On the 24th she was able to go with her mother to see the fair.
But on the 27th, as she was working in an upper room at her picture, the pain became so violent, that she with difficulty went down stairs to the room where Barbara was ill in bed, and sitting down on the edge of it, said, "Oh! sister, I have so dreadful a pain in my stomach, that I feel as if I were dying!"
Barbara seeing the sudden changes in her colour, and contortions of her features, feared that she really was about to die; and hurriedly called their mother, who was in the next room. The mother immediately got her into bed; and a succession of fainting fits, accompanied by profuse cold perspirations followed. A messenger sent in haste to Dr. Gallerati, not finding him at home, brought a Doctor Mattaselani, who was, it appears, one of the leading physicians of the city. This gentleman ordered her purgatives, and ointment for exterior use.
Her mother in the meantime had given her a dose of "Theriaca," that time–honoured Venetian medicine, which was then celebrated all over Europe. It is a very thick oily substance, compounded of some fifty different ingredients, the receipt for which is said, with much probability, to have been brought from the East by the Venetians at a very early period. It was a specific adapted to the then state of medical science, no doubt. But it is a curious fact worth noticing, that this "triaca" as the Lombards call it, is still manufactured at Venice from the old recipe, is still prepared by the principal—perhaps only—manufacturer annually on the same fixed day set apart for generations for this purpose; and quainter still, that on that day the persons employed in the process, dress themselves in fifteenth century costume, and thus accoutred make their fire, bring out their cauldrons, and concoct their medicament on one of the open "campi" of Venice, amid a concourse of people assembled to watch the annual ceremony. Theriaca now–a–days hardly finds its way beyond Venice and the neighbouring parts of Lombardy. But within those limits hardly a peasant's cottage would be found without its bottle of the drug, in which their ancestors placed their faith for so many generations.
THERIACA.
The Theriaca, however, as may be supposed, availed nothing to our poor Elisabetta; and the treatment of Dr. Mattaselani as little. The fainting–fits and cold–sweats continued the whole night. In the morning of the 28th came Dr. Gallerati, and ordered more purgatives, more ointment, and the application of the diaphragm of a sheep to the stomach! And when no advantage was found to result from this, he gave the patient the celebrated poison antidote "Bezoar," and the "Olio del Granduca;"—the Grand–duke's oil;—an antidote prepared, it should seem, in that Medicean laboratory of poisons in the Uffizi at Florence, which may well be believed to have been more successful in the preparation of them than in its providing antidotes against them.
When the Bezoar and the Grand–duke's oil failed to produce any abatement in the symptoms, the parish priest was sent for! And thus the young artist life, so rich in promise, and in dreams of beauty yet to be embodied, of long years of labour, and praise to be won, was cut short in its spring.

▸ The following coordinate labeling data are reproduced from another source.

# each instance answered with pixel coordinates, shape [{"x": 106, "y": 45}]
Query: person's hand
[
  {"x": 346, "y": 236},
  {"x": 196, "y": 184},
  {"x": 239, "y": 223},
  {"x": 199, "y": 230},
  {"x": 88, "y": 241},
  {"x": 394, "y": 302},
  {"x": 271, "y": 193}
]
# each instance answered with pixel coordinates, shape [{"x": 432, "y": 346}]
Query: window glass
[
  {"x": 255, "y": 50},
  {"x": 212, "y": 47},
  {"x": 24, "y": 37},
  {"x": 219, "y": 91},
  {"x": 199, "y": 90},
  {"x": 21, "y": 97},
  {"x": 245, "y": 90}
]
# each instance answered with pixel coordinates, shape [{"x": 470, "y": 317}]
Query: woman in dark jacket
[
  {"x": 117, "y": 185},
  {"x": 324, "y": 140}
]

Elisabetta, intent only on her art, and habituated to a wholly objective frame of mind, had made so little account of the symptoms of malady that had manifested themselves during the last four or five months of her life, that her death struck her bereaved family as a wholly sudden and inexplicable calamity. Poison was the first thing that occurred to them. Indeed the idea had already presented itself to the physicians, as is evident from the treatment. The practice of poisoning was so common in Italy in those ages, and the perpetration of it was rendered so little hazardous by the prevailing ignorance of pathological anatomy, that every death arising from causes not understood, was immediately attributed to this crime. And as a medical decision to that effect was a very convenient screen for medical ignorance, the faculty were by no means backward in encouraging and increasing the popular suspiciousness on the subject.
Poor Giovanni, therefore, was readily convinced that his daughter had died by poison; and ordered a post–mortem examination of her body, as the first step towards a judicial investigation. So the body was opened by the hospital barber, the recognised operator on such occasions, in the presence of Doctors Gallerati and Mattaselani, and other four of the first practitioners of Bologna.
Gallerati, the family medical man, who had already, it is to be observed, treated her case as one of poisoning, reported to the father, as the result of the examination, that a hole was found in the lower part of the stomach, large enough for a pea to pass, that around the hole there was a livid circle appearing as if burned with a hot iron, that the bowels were much inflamed, the diaphragm corroded, and that these appearances could only have been produced by the action of a corrosive poison. But on Sirani further questioning him on the nature of the poison, he answered, that it was certainly corrosive, "but whether administered to her, or generated naturally, was not a matter to speak with him—the father—on, as he had already given his opinion in the consultation of physicians."